Nowadays also will appeal to the vegetarian crowd. “The Real Deal” is loaded with vegetables, homemade garlic aioli and served on toasted sourdough.
“It’s got a lot of flavor,” Brotherton explained. “We knew it was an important menu item.”
Whether or not they will expand to serve other dietary needs remains to be seen. The ladies first want to get the truck operational and assess their customer base.
“All these diets are so big now,” Brotherton said. “Gluten-free, Keto, and it’s like you can’t have a sandwich . . . I think we’re gonna try a gluten-free one, but that’s tricky.”
The mobile eatery will launch breakfast soon as well. Brotherton has a proclivity for the Speedy Gonzalez, a wrap stuffed with a Southwest omelet. She also praises Nowadays’ “wafflenuts” — waffle-shaped donuts served with a homemade glaze.
Over the holidays Nowadays was doing caterings that included trays of sandwiches plus sweets, like pumpkin rolls, blueberry muffins, banana nut bread, brownies, black bean brownies and pumpkin bread. On the truck they also sell cookies.
“But I think handhelds are our focus,” Brotherton said.
Since the ladies have day jobs and families, the balance can be tenuous. For now, they’re operating Nowadays only on nights and weekends. Breakfast will be served weekends only, but once a rhythm gets going, Brotherton said the schedule will evolve more.
“We’re hoping to be doing weekday lunches by springtime,” she said.

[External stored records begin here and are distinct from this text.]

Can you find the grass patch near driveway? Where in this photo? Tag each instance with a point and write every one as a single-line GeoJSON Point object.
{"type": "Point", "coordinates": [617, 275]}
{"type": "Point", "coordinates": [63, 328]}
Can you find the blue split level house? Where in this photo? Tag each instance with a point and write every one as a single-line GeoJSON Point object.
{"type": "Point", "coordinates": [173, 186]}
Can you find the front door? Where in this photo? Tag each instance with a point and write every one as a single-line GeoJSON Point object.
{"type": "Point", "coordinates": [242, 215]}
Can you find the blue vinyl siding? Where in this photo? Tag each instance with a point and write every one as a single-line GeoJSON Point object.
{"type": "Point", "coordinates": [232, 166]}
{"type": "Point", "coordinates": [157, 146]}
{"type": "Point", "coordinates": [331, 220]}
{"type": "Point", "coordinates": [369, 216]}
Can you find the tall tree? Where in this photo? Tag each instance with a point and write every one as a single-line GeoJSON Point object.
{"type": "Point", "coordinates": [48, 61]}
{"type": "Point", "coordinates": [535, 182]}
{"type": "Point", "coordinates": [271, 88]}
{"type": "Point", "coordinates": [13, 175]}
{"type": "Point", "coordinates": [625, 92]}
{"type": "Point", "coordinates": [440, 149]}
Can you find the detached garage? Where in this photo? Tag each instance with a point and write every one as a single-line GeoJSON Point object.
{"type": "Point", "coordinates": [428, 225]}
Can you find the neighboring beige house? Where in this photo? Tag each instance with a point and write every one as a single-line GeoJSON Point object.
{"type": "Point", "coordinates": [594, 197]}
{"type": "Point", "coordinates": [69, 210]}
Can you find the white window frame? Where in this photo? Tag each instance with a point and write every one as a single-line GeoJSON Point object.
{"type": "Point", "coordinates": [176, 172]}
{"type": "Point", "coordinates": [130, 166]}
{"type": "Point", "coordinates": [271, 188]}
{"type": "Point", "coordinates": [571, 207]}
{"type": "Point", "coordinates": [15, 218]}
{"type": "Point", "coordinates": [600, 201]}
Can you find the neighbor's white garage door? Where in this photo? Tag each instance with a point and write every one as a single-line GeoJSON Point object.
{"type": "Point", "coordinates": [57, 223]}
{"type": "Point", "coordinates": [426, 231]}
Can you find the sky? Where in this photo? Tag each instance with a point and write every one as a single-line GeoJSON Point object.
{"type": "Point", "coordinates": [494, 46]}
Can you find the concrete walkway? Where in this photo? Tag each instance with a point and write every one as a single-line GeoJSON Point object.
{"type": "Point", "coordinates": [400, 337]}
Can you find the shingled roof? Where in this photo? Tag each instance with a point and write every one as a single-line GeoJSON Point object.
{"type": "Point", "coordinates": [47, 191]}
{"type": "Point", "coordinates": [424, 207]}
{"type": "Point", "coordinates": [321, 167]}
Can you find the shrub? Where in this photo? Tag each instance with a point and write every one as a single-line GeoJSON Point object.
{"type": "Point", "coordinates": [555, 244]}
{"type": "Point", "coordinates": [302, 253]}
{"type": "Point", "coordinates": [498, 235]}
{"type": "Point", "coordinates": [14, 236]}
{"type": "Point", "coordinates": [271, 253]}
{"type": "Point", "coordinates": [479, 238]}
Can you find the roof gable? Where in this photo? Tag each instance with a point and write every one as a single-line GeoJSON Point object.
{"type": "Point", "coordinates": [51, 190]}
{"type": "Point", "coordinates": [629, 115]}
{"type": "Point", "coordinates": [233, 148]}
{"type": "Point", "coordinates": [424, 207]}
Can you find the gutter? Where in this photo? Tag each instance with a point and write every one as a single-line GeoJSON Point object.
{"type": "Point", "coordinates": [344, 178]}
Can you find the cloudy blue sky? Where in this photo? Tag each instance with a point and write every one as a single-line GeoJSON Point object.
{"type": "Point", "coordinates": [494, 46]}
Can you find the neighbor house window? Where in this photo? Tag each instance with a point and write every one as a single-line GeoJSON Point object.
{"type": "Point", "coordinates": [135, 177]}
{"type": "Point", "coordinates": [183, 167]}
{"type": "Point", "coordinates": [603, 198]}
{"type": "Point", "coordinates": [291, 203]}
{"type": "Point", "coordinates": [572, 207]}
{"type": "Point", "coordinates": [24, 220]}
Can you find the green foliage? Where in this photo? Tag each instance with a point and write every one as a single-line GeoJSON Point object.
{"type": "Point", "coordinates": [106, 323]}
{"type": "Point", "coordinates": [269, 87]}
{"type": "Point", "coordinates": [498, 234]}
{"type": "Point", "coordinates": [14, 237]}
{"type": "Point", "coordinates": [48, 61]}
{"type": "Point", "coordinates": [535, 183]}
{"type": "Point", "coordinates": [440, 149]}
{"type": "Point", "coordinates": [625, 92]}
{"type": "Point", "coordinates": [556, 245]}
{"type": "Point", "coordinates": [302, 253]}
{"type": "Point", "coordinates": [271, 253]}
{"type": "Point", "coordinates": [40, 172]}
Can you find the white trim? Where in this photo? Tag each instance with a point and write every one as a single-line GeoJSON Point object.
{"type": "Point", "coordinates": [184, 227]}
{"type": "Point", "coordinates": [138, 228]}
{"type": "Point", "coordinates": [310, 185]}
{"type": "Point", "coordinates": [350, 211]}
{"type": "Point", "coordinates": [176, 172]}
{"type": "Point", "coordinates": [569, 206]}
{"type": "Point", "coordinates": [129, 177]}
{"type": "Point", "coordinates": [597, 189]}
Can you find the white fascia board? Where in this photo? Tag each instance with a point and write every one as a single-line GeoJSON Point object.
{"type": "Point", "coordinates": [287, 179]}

With a homebase 10 miles outside of Wilmington in Rocky Point, the entrepreneurs want to set up shop at places to serve a rural population often overlooked. Still, they will book at local breweries, parks and neighborhoods across the region too.
Essentially, wherever the crowds want to eat, the women hope to go. “I think most people do just enjoy a really good sandwich,” Brotherton said.